The Journal Gazette
Saturday, August 01, 2020 1:00 am

Ballet on their toes as outage hits event

Quickly move next door to Arts United

COREY MCMAKEN | The Journal Gazette

A power outage that affected parts of downtown Fort Wayne on Friday morning stopped the show for Fort Wayne Ballet's Summer Intensive – but not for long.

The showcase of young dancers had just begun at Arts United Center when power went out shortly after 10 a.m. and the theater was left in the dark. But a Ballet staff member noticed that power was still on at the Fort Wayne Museum of Art just next door on Arts Campus Fort Wayne and within minutes f heavy-duty extension cords were run from the museum into the Arts United Center to provide power for the sound system.

Battery-powered lights were brought up from backstage at the theater, and ushers stood along the seats with flashlights. A laptop provided the music being piped into the sound system, and the Ballet had people standing in the wings using the lights on their cellphones to help dancers see where they were going when they were offstage.

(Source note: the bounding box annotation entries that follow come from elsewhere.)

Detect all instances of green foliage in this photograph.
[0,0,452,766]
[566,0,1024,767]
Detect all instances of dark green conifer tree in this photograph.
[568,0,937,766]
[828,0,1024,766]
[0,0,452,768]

Thanks to the quick problem solving, it only took about 15 minutes to get the show back up and running, says executive director Jim Sparrow.

“It actually turned out surprisingly well,” he says.

Members of the audience – about 100 people spaced out according to social distancing guidelines – were also able to use the lights on their cellphones, which created the sort of effect you might see at a rock concert, said Ballet communications and marketing manager Marcia Hetrick.

“Everyone pulled together extremely quickly and pushed forward,” she says, adding that one of the dancers said the effect created by the improvised lighting made it seem like they were in a dream.

The showcase came at the end of the Summer Intensive, a four-week program where students from around the country attended classes at Fort Wayne Ballet on subjects including modern dance, ballet and wellness. The Ballet was the first group to use Arts United Center's theater for a public performance under new pandemic protocols.

The power outage affected several downtown businesses, Promenade Park – where a water feature for children was closed because of the outage – and the Bud Meeks Justice Center.

Tracy Warner, a spokesman for Indiana Michigan Power, said the outage at 10:20 a.m. affected about 700 customers. Power was restored to half of those by early afternoon, he said. 

It's not clear what caused the outage.